農水省は「みどりの食料システム戦略」を掲げ、化学農薬の低減を目指している。この結果、農薬否定派は意気軒高、農薬容認派はさらに忸怩たる思いという傷口がズキズキ。そこに「ネオニコ」という言葉を否定的に使うだけで、塩すりこむようなもの。
農薬否定派は、自然界の生き物に優しい人だと思う。ならば、農薬容認派が忸怩たる思いを抱き、農薬使用していることを心の傷にしていることに対しても、優しさを発揮してほしいと思う。意気軒高と農薬バッシングするのは、んー、もうちょっと、考え直してほしいかな、と。
農薬否定派の人たちが気軽に「ネオニコ」と口にすることで、ズキズキ痛む人がいるということに、もう少し配慮が欲しい。配慮するやさしさが欲しい。
似たようなことを、脱原発でも感じることがある。原発事故が起きた時、原発推進派、容認派が猛攻撃にさらされた。私は「原発立地自治体にお住いの人たちとか、傷つかないかな」ということが心配になった。
私は原発にネガティブなイメージを持っている方で、できれば早いうちに原発をなくせたらなあ、と考えている。が、原発に関わって生活している人たちのことも心配。あんな事故が起きて、忸怩たる思いを抱いている人が大半だと思う。でも、生きていくためには関わらなきゃいけない。
原発以外の生活手段を提供できるならいいけど、それをしないで脱原発と声高に訴え、原発にかかわる人たちを悪の権化のように罵るのには、共感できない。脱原発を無事に進めるためにも、原発に関わる人が必要。その人たちの頑張りが必要。そしてやめた時には、生活手段の提供も必要。
脱原発という錦の御旗、正義の名の元なら、どれだけ相手が傷ついても構わない、という攻撃性は、とても悲しい。同じ人間やん。
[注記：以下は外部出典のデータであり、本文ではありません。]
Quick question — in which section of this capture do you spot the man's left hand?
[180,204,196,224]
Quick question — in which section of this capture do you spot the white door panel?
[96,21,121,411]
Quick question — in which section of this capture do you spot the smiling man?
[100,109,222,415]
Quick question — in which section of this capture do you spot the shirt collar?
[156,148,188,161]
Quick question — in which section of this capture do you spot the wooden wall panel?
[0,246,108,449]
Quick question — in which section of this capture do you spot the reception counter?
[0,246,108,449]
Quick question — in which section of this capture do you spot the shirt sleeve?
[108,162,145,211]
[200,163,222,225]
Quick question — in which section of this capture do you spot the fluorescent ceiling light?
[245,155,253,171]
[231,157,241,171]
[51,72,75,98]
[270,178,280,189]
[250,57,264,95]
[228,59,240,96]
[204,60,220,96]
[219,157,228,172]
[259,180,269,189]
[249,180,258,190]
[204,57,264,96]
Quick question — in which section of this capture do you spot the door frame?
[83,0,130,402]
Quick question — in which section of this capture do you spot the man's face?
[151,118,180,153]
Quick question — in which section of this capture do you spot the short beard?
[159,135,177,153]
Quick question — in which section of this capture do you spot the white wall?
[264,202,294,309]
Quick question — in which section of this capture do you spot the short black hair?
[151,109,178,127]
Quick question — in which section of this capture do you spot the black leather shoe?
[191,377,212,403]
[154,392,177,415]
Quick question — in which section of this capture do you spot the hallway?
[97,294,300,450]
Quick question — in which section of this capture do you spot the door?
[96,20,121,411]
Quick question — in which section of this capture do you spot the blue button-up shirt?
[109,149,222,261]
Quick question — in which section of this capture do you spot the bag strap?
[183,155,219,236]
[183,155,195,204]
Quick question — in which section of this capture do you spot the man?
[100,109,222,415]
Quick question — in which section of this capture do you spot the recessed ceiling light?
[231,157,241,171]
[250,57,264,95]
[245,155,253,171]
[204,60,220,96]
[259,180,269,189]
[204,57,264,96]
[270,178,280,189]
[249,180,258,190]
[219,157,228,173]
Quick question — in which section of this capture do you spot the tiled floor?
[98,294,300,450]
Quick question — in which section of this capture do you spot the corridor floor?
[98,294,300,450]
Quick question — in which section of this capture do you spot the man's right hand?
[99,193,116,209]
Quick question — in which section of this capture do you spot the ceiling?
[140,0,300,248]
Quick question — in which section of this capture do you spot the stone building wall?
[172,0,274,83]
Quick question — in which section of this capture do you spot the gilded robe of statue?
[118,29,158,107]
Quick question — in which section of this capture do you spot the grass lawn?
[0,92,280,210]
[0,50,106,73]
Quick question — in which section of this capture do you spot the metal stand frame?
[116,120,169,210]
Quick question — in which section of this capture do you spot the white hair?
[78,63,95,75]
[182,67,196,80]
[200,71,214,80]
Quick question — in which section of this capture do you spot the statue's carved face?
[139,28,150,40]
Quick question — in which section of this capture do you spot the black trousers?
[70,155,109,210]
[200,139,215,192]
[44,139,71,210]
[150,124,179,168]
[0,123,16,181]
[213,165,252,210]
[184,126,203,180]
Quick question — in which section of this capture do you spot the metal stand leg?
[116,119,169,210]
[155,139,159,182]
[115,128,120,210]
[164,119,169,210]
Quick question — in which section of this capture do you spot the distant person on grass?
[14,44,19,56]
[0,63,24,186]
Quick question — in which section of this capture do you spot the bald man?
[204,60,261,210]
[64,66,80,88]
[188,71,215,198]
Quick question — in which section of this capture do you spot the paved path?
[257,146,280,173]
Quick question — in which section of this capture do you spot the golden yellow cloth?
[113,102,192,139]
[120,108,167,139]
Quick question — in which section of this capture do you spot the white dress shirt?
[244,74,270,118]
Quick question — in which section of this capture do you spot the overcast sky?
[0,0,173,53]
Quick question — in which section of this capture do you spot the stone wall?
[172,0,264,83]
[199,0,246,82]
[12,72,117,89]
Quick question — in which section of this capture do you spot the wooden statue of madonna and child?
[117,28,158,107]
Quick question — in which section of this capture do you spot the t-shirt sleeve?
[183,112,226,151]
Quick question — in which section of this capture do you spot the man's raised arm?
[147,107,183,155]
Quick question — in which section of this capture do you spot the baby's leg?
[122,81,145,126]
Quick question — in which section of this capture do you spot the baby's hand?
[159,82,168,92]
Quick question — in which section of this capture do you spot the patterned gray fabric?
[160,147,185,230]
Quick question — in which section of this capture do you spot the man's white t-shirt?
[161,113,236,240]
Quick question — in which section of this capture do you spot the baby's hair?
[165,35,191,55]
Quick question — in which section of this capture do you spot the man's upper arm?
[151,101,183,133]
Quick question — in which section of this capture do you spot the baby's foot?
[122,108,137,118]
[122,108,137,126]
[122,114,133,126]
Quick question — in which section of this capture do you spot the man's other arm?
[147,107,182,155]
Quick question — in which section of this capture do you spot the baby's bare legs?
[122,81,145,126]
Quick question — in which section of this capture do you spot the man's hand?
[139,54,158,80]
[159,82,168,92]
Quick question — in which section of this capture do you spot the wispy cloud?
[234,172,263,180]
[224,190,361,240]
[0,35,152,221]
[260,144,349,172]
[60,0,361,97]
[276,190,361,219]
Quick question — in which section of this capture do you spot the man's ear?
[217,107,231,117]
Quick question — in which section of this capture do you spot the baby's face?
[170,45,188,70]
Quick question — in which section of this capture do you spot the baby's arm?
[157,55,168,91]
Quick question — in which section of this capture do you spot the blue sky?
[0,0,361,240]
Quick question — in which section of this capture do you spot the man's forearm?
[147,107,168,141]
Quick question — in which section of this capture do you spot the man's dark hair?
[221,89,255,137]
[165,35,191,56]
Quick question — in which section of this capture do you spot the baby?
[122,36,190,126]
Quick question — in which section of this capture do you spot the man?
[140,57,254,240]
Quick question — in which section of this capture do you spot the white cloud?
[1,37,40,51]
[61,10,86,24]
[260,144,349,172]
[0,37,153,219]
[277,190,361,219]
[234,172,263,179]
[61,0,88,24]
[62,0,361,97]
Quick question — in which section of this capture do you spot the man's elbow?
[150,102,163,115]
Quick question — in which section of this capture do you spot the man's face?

この世に生きる者同士やん。なんでそないな攻撃的なことして、人を悲しませる必要あるのん。そこ、わからんとこ。
人がなるべく悲しまずに済む。そこを大切に考えるから、脱原発の人たちも原発をやめる方向で考えているはず。その大本の目的を忘れて、原発容認派ならいくらでも叩いてよい、という攻撃性、残虐性を発揮するのは、ちょっと思い直してほしい。それだと、容認派だって我慢できなくなる。
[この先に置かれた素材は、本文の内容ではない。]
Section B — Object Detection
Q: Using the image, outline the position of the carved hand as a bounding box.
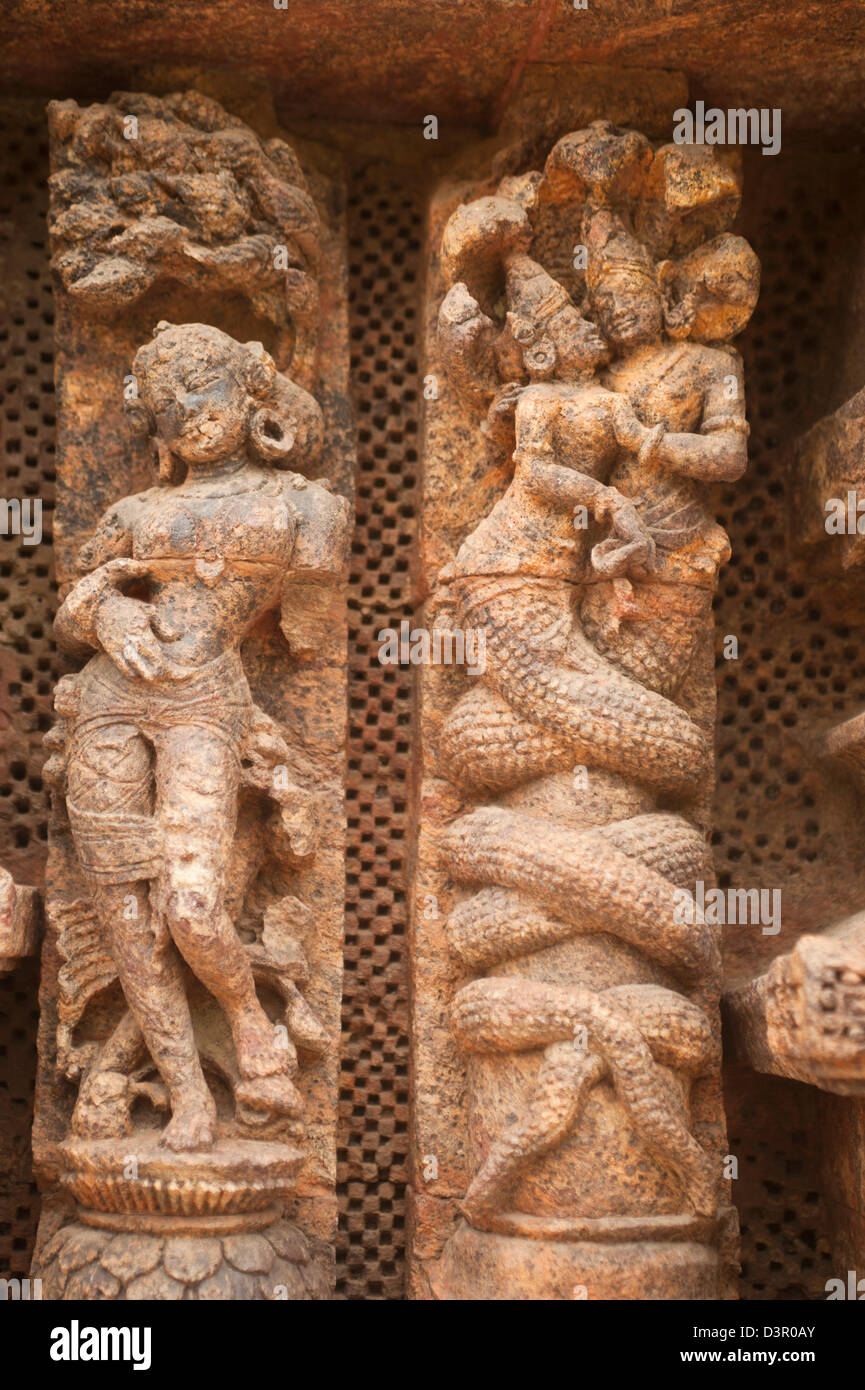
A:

ガーゲン「関係からはじまる」で興味深いエピソードが。アメリカを二分する、中絶問題。このテーマになると真っ二つに分かれて、互いに攻撃しあうことになってしまうらしい。けれど。賛成派、反対派それぞれが、なぜその主張をするようになったか、個人的体験を語ってもらうことにした。
すると、中絶に反対せずにいられなかった悲しい出来事、中絶に賛成せざるを得なかったつらい思い出が、それぞれ語られた。その結果、賛成派は反対派がなぜ反対する気持ちになったのか、反対派は、なぜ賛成派が賛成する気持ちになったのかが理解できたという。
人が笑って生きていける社会を。地球の生き物が今後も存続できる環境を。未来に生きる子孫や生物が、今後も笑って生きていけますように。それらの目標を達成するために、誰かが泣いていい、なんて、ちょっと粗暴すぎやせん?やめようよ、そうした乱暴な考え方。
私は「孫子」も読んでるから、いざとなれば超冷酷になる。けれど、そこまでいくまでに、何とか道を探し続けたい。正義の御旗で人の心を逆なですることがないように。むやみに人を悲しませることのないように。みんなで知恵を絞っていける社会になればなあ、と願う。